In about an hour I had taken 3 seconds off my blogs page load time by removing JS files and adding Caching (doh!) and crunching PNGs (double doh!), going from a score of about 34 to 84.
One of the criteria it suggested “Reduce render blocking scripts in ‘Above the Fold’ content”, specifically fixing the blocking CSS. The theory behind this is that the reader should get the first screens worth of content to the user in the first few TCP packets of response. Any script or CSS file that is required to display content within the first screen of content is an additional network which will significantly slow down the apparent rendering of the page.
In my head this makes sense - Critical CSS is the minimum set of CSS I need to make my page look as I expect and readable to the user. Critical CSS in the context of Page Speed Insights for mobile is the Minumum set of CSS required to render the Above-the-fold content. Ignoring whether AtF is really a thing on the web these days, the concept is that often users load the page at the top of the screen and you want to get that set of data to the user as quickly as possible, especially on Mobile where every connection you make to a server slows your site down.

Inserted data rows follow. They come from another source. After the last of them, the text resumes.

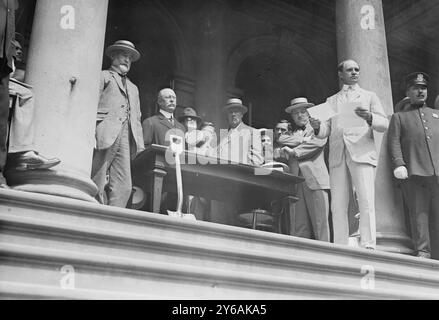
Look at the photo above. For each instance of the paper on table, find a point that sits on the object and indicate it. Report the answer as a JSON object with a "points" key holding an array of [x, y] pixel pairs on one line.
{"points": [[322, 112], [347, 117]]}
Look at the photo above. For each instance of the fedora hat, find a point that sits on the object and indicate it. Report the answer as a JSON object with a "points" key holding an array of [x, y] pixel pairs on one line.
{"points": [[123, 45], [189, 113], [416, 78], [298, 103], [235, 103]]}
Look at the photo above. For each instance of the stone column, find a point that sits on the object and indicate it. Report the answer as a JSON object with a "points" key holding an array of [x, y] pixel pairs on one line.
{"points": [[361, 36], [210, 87], [64, 63]]}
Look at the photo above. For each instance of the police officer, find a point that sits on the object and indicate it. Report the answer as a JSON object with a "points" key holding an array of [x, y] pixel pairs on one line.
{"points": [[413, 140]]}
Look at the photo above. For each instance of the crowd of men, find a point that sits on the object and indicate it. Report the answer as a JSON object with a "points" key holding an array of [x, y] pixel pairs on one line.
{"points": [[413, 139]]}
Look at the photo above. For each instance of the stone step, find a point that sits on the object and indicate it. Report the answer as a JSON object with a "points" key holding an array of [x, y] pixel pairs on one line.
{"points": [[125, 252], [39, 234], [126, 278]]}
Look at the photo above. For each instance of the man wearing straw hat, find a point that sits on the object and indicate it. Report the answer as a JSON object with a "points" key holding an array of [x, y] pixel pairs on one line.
{"points": [[305, 158], [242, 144], [119, 136]]}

An example follows - the original CSS in this image includes a whole set of features that are not applicable, overriden or are not visible above the fold (if you read a couple of paragraphs down you will see the link to demo). In this code though, the last-child pseudo selector is not output because the content is not visible.
In practice determining what is considered the “Critical CSS” is rather complex. I have one rather huge CSS file that is used for all the content across the site. How do I determine what is critical to that page and what is not?
I have developed a quick proof of concept that will walk your Page’s DOM, and determine the minimal set of CSS. You can fork it on Github or use this code in a bookmarklet or DevTools Snippet. The general flow is:
- Iterate across every element in the DOM
- Accept elements whose “top” is within the height of window.
- Detect the list of styles that currently apply to the element in view using
window.getMatchedCSS(node)
- Add them to a bucket.
- Return the list of CSS.
It works pretty well. If the element is not visible or not on the first screen of content then its matching CSS selectors are not returned in the output.
Possible uses:
- Determine the minimum viable set of CSS for a page so you can clean it up.
- Integrate into build and testing steps and warn on excessive CSS used on pages. Possibly using PhantomJS
- Make it a part of your build to construct the CSS files needed for each page and just the CSS needed for that page.
There are some caveats though.
- It only works in WebKit and Blink engines.
- It doesn’t know about Media Queries it only determines content based on the current viewport
- It will not find the CSS selectors for psuedo elements such as :hover etc.